We all get the blues sometimes. But when those feelings hang on for weeks or months, it's probably more than just a bad mood. It may be an illness called depression.

Depression describes a person's condition when he or she feels sad, discouraged, and hopeless. Often, a depressed person has trouble functioning. He or she might feel exhausted all the time and have difficulty thinking clearly or quickly.

Recent studies have shown that more than 20 percent of adolescents in the general population have emotional problems and one-third of adolescents attending psychiatric clinics suffer from depression. Depression affects 20 percent of all women, 10 percent of all men, and 5 percent of all adolescents worldwide. It is the most common psychological problem in the United States, afflicting nearly 18 million people each year. “Depression is a disorder most commonly associated with adolescent suicide,” says Dr. W.Michael Nelson, chairman of the department of psychiatry at Xavier University in Cincinnati, Ohio.

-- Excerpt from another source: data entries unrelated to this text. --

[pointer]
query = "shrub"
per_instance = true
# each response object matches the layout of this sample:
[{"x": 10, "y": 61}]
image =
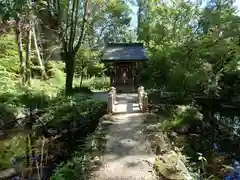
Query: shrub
[{"x": 97, "y": 83}]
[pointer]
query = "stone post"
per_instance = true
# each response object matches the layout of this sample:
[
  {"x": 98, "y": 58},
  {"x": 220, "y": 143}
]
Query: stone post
[
  {"x": 145, "y": 102},
  {"x": 110, "y": 102}
]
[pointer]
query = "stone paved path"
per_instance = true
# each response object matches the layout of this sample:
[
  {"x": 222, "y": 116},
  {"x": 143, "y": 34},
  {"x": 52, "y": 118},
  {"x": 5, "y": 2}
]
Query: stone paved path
[{"x": 127, "y": 155}]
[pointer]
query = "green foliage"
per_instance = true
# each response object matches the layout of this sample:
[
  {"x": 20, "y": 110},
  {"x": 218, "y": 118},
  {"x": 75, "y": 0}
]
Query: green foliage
[
  {"x": 75, "y": 168},
  {"x": 97, "y": 83},
  {"x": 190, "y": 48}
]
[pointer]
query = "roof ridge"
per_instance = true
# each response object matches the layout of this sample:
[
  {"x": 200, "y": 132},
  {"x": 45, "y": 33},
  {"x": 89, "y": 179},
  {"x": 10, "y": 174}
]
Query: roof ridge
[{"x": 125, "y": 44}]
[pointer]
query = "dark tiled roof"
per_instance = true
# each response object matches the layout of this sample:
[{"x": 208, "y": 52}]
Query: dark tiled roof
[{"x": 124, "y": 52}]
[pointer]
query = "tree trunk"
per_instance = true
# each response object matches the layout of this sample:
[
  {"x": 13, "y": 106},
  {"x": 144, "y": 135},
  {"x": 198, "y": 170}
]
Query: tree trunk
[
  {"x": 42, "y": 69},
  {"x": 69, "y": 59},
  {"x": 81, "y": 80},
  {"x": 28, "y": 57},
  {"x": 20, "y": 50},
  {"x": 139, "y": 17}
]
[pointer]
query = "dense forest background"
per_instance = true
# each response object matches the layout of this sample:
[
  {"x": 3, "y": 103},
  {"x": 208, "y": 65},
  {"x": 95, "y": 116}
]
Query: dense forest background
[{"x": 50, "y": 59}]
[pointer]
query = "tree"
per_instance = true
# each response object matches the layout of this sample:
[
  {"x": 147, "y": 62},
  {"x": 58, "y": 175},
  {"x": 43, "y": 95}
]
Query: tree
[{"x": 72, "y": 17}]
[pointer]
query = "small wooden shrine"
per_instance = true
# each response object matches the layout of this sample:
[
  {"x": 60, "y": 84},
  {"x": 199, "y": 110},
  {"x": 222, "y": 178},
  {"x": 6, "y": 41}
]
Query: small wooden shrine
[{"x": 123, "y": 61}]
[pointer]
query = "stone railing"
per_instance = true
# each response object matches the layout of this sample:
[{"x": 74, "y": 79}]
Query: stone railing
[
  {"x": 111, "y": 99},
  {"x": 142, "y": 99}
]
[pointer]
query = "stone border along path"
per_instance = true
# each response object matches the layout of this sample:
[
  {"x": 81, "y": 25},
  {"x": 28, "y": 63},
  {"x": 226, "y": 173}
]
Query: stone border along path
[{"x": 127, "y": 154}]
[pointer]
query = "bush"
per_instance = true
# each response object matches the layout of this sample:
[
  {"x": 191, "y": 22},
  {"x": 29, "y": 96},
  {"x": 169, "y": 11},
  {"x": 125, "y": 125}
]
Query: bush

But most depressed teens never get the professional help they need. Some people believe that only “crazy” people seek the help of a mental health expert. But if you're depressed, or if you know someone who is, serious depression isn't something that you can simply “get over” or “break out of.” There is nothing wrong with seeking professional help.

If you can't seem to shake the blues—or if youknow someone who can't—you do not have to feel lost or hopeless. Depression can be treated and, in most cases, cured. This book will help you learn about depression, its causes, and what to do (and who to call) to help yourself or a depressed friend.